Thanks to a Gofundme drive and the generous donation from the Mark A. Jardina Foundation, I was able to obtain the extra funds that I needed to acquire my last remaining gear items.
I set out to hike Harper’s Ferry, West Virginia with the intentions of hiking south to Snickers Gap, West Virginia and return in time to catch the train.
The train into Harper’s Ferry arrives and departs from the station once per day. Because of this fact, I knew I would have to brave the cold. At least for one night.
Admittedly, it was much more of a challenge than I had mentally anticipated. I was not prepared for the steepness of the Appalachian Trail.
One of the deciding factors of the PCT vs. AT thru-hike was that the PCT, though rigorous, has a gradual incline in elevation.
Due to many invasive surgeries, my body can no longer naturally adjust to barometric changes. The shakedown hike was not only a gear check, but also a reality check. The trail from Harper’s Ferry to Snickers Gap was covered in ice and snow. After several hours of hiking my body was unable to adjust; my head was pounding.
I am not familiar with the AT, and I haven’t done a lot of research on the trail. I learned quickly that the mix of weather and steep incline would make this hike difficult.

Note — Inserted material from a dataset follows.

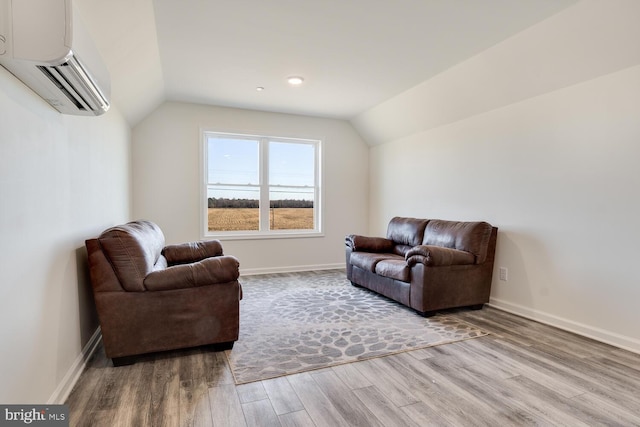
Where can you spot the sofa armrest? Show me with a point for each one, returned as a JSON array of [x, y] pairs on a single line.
[[438, 256], [190, 252], [368, 244], [210, 271]]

Cold, wet and discouraged I stumbled through the night, grasping to the hope that led me to begin hiking in the first place. The positive messages of everyone who believes in my ability helped me to get through.
I made my way to a campsite midway between Harpers Ferry and Snickers Gap. There I was able to set up shelter. The following day I hiked back through the ice and snow to Harper’s Ferry.
I felt as if my head was being compressed by two wooden planks while simultaneously having a nail hammered through both sides of my temple.
I felt discouraged and ashamed by my failed attempt. I cried myself to sleep after arriving home. My head felt like a bowling ball being handled by a body builder the following morning.
Sluggishly, I checked my email and found my PCT thru-hiking permit. My hike had been approved. Which was the sign I needed. It reminded me that I had no excuses.
Now that I’ve returned home from my shakedown journey, I have different expectations for myself. My PCT hike isn’t about hurting myself; it’s about healing. I also now have a new appreciate for AT hikers.